I’m sick of ‘super moons’ and ‘super storms’ and ‘bomb cyclones’
It used to just get cold. It used to just snow. The moon used to just be . . . the moon. Sometimes the moon was a little sliver. Sometimes it was full. Mostly it was in between.
Not anymore. These days, nothing can be normal. Now a full moon is a “supermoon.” A cold snap is a “polar vortex.” A snowstorm is a “bomb cyclone.”
Really? A bomb cyclone? That doesn’t even make sense. Shouldn’t it be cyclone bomb?
Actually, it should be: “It’s January. It’s going to be cold. It may get windy. It may snow.”
But I guess that wouldn’t sell cornflakes.
Here’s my plan for making America great again: Get rid of all these superfluous superlatives. They’re like the “Breaking News” graphic that runs endlessly along the bottom of the CNN feed, purporting to herald something special but serving merely to numb us with its needless overuse.
I blame the wind chill, invented in the 1970s to let the TV Weather Guy pad his report. The wind chill was the perfect data point for the Me Decade. No longer was it good enough to just tell us what the thermometer said. We had to know how the thermometer made us feel.
Awww, Mercury’s in retrograde and I feel fwozen.
People in hot climates felt so left out that someone came up with the heat index to give them something to carp about. Suddenly, just saying, “It’s not the heat, it’s the humidity” didn’t cut it.
Then in 1999, those Cassandras at AccuWeather registered “RealFeel temperature” with the U.S. Patent and Trademark Office. They threw cloud cover, sun intensity and wind into the mix to “explain how hot it feels outside.”
How does it RealFeel outside? It RealFeels like — oh, I don’t know — summer.
Once the simple baseline experience of standing on a street corner had been quantified and branded, we started aggrandizing the assorted weather phenomena that have been racking our planet for millennia. It used to be that only hurricanes got their own names. Now every low-pressure system that manages to flutter a flag on the 18th green gets its own name, logo and saturation coverage on the Weather Channel.
Watch out, folks! It’s Super-Duper Storm Steve!
When we ran out of ways to tart up the lowly isobar, we went off-planet. We looked to the heavens for lilies we could gild. We have Super Moons and Blood Moons and Super Blood Moons. It’s only a matter of time before we have Taco Bell Cheesy Gordita Crunch Moons.

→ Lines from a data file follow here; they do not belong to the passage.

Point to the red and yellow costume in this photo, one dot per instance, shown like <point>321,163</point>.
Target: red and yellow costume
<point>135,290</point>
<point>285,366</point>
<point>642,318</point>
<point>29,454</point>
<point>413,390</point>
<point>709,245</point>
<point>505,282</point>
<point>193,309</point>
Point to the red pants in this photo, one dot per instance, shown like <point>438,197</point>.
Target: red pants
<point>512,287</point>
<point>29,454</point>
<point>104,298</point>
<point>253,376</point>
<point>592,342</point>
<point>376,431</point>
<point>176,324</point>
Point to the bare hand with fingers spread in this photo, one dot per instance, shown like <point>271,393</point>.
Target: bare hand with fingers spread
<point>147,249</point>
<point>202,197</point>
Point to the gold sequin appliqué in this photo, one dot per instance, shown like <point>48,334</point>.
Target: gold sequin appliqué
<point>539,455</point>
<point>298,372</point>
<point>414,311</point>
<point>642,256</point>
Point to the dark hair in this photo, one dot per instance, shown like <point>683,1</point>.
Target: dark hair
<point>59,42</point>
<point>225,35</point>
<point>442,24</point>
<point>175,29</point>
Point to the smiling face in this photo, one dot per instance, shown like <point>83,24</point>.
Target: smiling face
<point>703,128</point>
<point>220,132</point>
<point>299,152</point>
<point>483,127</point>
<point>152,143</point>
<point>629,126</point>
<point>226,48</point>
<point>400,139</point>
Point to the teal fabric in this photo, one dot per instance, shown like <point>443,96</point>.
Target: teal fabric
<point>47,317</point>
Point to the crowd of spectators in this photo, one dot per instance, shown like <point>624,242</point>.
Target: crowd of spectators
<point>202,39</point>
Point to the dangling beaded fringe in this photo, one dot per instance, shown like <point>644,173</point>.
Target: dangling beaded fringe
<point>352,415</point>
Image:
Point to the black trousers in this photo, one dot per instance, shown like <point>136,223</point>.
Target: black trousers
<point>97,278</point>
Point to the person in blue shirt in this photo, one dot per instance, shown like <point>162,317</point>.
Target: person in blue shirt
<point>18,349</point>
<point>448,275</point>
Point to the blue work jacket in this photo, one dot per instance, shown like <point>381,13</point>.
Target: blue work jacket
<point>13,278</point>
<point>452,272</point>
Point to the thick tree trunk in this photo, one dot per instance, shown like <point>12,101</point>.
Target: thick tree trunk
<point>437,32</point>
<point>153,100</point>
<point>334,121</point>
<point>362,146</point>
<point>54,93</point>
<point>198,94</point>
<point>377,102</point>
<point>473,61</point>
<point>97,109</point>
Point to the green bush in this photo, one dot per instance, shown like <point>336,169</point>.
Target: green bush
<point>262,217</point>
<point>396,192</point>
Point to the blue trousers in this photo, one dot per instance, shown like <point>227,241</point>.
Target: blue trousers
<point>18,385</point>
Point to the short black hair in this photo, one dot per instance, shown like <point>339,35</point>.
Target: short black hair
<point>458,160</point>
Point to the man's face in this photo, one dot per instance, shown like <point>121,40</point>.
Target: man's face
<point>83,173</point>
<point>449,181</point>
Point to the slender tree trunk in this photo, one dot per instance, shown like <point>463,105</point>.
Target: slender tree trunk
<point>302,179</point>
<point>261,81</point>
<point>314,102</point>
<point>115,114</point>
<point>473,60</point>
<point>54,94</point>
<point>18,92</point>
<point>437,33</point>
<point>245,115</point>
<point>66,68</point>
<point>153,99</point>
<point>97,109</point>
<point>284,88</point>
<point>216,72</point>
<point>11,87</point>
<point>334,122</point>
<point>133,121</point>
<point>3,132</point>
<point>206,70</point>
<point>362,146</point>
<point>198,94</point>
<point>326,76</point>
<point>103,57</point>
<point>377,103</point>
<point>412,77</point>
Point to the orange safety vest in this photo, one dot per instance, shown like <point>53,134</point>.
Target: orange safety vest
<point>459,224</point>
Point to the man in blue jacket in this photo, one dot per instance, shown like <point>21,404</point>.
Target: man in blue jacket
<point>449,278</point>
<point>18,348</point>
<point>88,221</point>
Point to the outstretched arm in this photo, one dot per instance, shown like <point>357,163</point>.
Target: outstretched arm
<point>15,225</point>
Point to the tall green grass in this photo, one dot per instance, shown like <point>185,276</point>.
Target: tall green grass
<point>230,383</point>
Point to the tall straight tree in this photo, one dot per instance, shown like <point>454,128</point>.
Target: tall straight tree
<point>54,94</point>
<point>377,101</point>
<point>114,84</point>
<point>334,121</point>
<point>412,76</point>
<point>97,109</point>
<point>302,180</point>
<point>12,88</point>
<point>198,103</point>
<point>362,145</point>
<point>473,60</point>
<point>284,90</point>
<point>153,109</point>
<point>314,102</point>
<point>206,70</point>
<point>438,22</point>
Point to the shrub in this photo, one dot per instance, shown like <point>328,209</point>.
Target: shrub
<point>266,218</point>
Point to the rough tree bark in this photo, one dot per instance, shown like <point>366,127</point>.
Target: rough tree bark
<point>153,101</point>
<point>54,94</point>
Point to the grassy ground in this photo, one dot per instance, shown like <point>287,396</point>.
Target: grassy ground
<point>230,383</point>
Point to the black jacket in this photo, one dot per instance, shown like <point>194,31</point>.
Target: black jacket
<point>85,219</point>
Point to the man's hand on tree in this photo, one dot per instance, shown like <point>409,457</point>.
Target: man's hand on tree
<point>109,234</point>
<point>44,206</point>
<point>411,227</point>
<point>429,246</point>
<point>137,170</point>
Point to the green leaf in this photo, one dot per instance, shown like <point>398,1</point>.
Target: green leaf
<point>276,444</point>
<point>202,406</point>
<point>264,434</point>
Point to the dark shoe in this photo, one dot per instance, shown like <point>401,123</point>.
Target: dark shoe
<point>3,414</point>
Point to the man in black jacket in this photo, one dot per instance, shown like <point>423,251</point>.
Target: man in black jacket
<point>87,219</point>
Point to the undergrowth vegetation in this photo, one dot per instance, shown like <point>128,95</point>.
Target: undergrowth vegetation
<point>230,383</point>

Nothing can be routine anymore. Everything must be special. Did it start when October became “Rocktober”? Or when mattress and carpet stores started calling their annual effort to shift some merchandise a “Sale-a-bration”?
Maybe it was when “Toyotathon” burst forth from the fevered brow of a desperate ad man, like gray-eyed Athena from the head of Zeus.
But we’re less like ancient Greeks than ancient Romans. We’re so inured to our orgies and spectacles that we must inject pageantry everywhere, smearing lipstick and rouge on the drab and the commonplace just to keep us awake. We supersize everything from our french fries to our blizzards. Snowmageddon, meet Snowpocalypse.
And meet the Super Blue Blood Moon. It sounds fake but it’s real and it’s coming Jan. 31. You know what I bet it looks like? The moon.